Num acontecimento que abalou os mercados internacionais e a indústria mineira, foi confirmada a localização de um depósito de ouro sem precedentes nas profundezas. Esta descoberta, feita no condado, é notável não só pela sua dimensão física, mas também pelo valor económico astronómico que representa para a potência asiática.

Um tesouro nas profundezas

O que leva os especialistas a classificar esta descoberta como a «descoberta do século» é tanto a sua localização como a sua pureza. Os geólogos descobriram reservas superiores a 300 toneladas de ouro a mais de mil metros de profundidade abaixo da superfície. No entanto, as previsões são ainda mais ambiciosas: com a ajuda da tecnologia de modelação 3D de processos geológicos, foram descobertas mais de 40 veios do mineral, que se estendem até uma profundidade de 3000 metros. Se o potencial total dessas camadas inferiores for confirmado, a jazida pode conter mais de 1000 toneladas de ouro, o que a tornaria a maior e mais rica jazida do planeta.

Pureza incomum

Além da quantidade, a qualidade do mineral encontrado impressionou os especialistas. Enquanto numa mina subterrânea comum normalmente se encontra cerca de 8 gramas de ouro por cada tonelada de rocha, neste novo depósito foram registadas concentrações de até 138 gramas por tonelada. Esta pureza excecional reduz significativamente os custos operacionais e aumenta exponencialmente a rentabilidade da extração.

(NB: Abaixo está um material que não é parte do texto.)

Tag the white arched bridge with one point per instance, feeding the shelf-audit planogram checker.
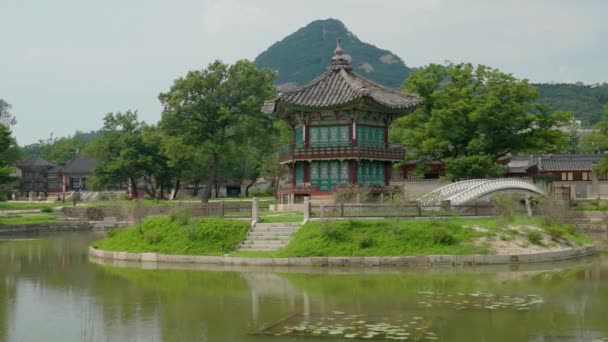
(460, 193)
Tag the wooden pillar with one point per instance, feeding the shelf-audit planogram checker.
(353, 133)
(306, 176)
(386, 136)
(352, 164)
(387, 173)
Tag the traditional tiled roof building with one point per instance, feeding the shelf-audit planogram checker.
(340, 121)
(39, 176)
(77, 171)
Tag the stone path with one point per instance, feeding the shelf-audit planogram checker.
(268, 237)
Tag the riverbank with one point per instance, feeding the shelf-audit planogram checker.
(348, 243)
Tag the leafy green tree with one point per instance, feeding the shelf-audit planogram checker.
(128, 150)
(6, 118)
(59, 150)
(597, 140)
(8, 145)
(214, 108)
(476, 111)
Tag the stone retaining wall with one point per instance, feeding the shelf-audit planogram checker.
(454, 260)
(60, 227)
(44, 227)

Impacto na economia mundial

Com um valor de mercado inicialmente estimado em mais de 80 mil milhões de dólares, este tesouro subterrâneo pertence inteiramente ao Estado chinês. Num contexto global marcado pela incerteza financeira, onde o ouro continua a ser um ativo seguro por excelência (com um valor de cerca de 2700 dólares por onça), esta descoberta confere à China uma vantagem estratégica colossal. As autoridades locais já estão a trabalhar na criação da infraestrutura necessária para a exploração em grande escala, o que não só reforçará as reservas nacionais do gigante asiático, mas também poderá redefinir o fluxo deste metal precioso no comércio internacional durante as próximas décadas.